Why did we ask where we got lucky? As terrible as the incident was, it could have been worse. Some accidents had saved us from a worse outage; we might not be so lucky next time. Asking that question helped us think about solutions that would prevent not only this exact problem, but a broader set of similar but meaningfully different problems.
Why did we ask what went well? Because we could think adding those good behaviors or characteristics to other systems. This can also be a moment to recognize the teammates who came together in a crisis, and to inspire others to rise to the challenge next time. Highlighting positivity and hope keeps us motivated through painful experiences.
We channeled the notes from this giant meeting into a retrospective document. (Within Google, the jargon for these retrospectives is “postmortem.”) We shared the document widely, and I made sure it made its way back to those angry executives I’d been warned about.
The retrospective document transformed fear and frustration into solutions. It became a roadmap for several software teams to implement deep and meaningful changes that would prevent anything like this from happening again.
And it let those executives in far-away teams know that the issue was being taken seriously and was being addressed in real and systemic ways. While I cannot know what was in their hearts, I suspect they were able to get more comfort from that than they would have by finding someone to blame.
Learn instead of blaming
When something big goes wrong, we get emotional. We may get angry or frustrated, or sad. Energy surges through us, looking for an outlet.
If the emotion is anger or frustration, we often point it at another person. Sometimes we may point it at ourselves; for some people, this is an even more destructive habit. Both are forms of blame.
It’s important to remember: the emotion comes first. Where we point that emotion – that’s a decision we make. We may have learned to point it at a person, but that’s usually not the right choice.
Emotions are a gift. They evolved to protect us; in the wake of a disaster (whether it’s at work or in our personal lives), they surge and give us energy to fight the disaster: to get us out of it, and to prevent it from happening again. Emotions are powerful and motivating. Instead of hurting our friends, or ourselves, we can choose to channel the emotions into fighting the problem:
How do we solve the problem we’re in?
What can we learn about ourselves and the world from the problem that just happened?

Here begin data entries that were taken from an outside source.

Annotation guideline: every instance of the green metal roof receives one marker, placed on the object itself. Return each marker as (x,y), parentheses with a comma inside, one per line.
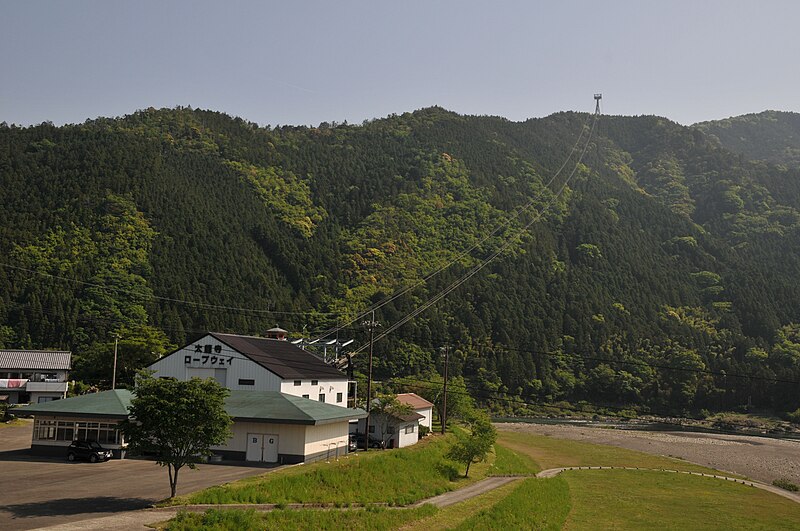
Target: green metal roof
(104,404)
(255,406)
(275,407)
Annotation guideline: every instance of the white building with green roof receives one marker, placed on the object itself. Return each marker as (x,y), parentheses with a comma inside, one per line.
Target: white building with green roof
(269,426)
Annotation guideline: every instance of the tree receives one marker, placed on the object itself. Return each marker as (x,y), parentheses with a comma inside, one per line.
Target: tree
(178,421)
(459,402)
(386,407)
(474,448)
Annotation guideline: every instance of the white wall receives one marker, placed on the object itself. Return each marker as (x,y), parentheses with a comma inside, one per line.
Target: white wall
(403,439)
(236,366)
(327,437)
(427,416)
(291,437)
(328,387)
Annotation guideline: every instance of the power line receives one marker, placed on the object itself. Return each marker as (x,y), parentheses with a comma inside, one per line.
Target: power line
(519,401)
(202,305)
(433,300)
(517,212)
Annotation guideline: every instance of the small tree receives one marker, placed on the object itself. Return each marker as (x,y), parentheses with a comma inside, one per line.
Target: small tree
(474,448)
(177,421)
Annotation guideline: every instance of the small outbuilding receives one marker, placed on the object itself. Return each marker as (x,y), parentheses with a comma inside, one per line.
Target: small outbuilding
(420,406)
(34,375)
(269,426)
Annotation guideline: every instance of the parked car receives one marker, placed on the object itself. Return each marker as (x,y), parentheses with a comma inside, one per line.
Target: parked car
(88,450)
(359,440)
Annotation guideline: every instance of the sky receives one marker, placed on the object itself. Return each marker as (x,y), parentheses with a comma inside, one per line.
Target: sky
(307,62)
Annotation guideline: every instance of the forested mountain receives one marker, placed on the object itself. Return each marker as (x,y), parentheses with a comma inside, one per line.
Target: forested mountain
(663,278)
(772,136)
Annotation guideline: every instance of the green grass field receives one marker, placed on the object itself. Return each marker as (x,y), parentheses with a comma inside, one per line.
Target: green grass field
(395,477)
(575,500)
(632,499)
(249,520)
(549,452)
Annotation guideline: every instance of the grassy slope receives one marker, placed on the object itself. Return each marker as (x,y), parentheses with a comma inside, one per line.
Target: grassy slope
(617,499)
(396,477)
(237,520)
(550,452)
(623,499)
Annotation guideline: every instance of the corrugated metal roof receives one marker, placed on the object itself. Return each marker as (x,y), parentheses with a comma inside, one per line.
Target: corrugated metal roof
(288,361)
(258,406)
(275,407)
(104,404)
(35,360)
(413,400)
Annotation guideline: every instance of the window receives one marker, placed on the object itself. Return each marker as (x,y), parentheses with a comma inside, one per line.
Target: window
(45,430)
(65,431)
(108,434)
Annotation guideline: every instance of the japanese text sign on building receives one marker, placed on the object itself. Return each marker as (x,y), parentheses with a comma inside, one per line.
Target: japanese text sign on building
(207,355)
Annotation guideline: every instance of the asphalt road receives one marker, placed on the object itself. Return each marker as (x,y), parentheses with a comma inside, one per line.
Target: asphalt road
(39,492)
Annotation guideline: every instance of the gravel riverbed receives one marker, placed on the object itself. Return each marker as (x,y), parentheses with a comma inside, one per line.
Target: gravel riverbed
(758,458)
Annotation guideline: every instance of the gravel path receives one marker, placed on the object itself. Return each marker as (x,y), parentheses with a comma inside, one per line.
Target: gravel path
(758,458)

What can we do to prevent this, or something like this, from happening again?
What can we do so that it’s easier to recover from problems next time?
None of this is to say that people are never to blame. Sometimes people do cruel things. Sometimes it’s not our job to fix them. It’s important to distinguish these from cases where a well-meaning person makes a mistake.
But when something bad happens despite the efforts of well-meaning people, you can be allies together in overcoming the problem and learning from it.
This change in mindset has two benefits: we’re more connected and happier, and we’re more prepared for the next challenge.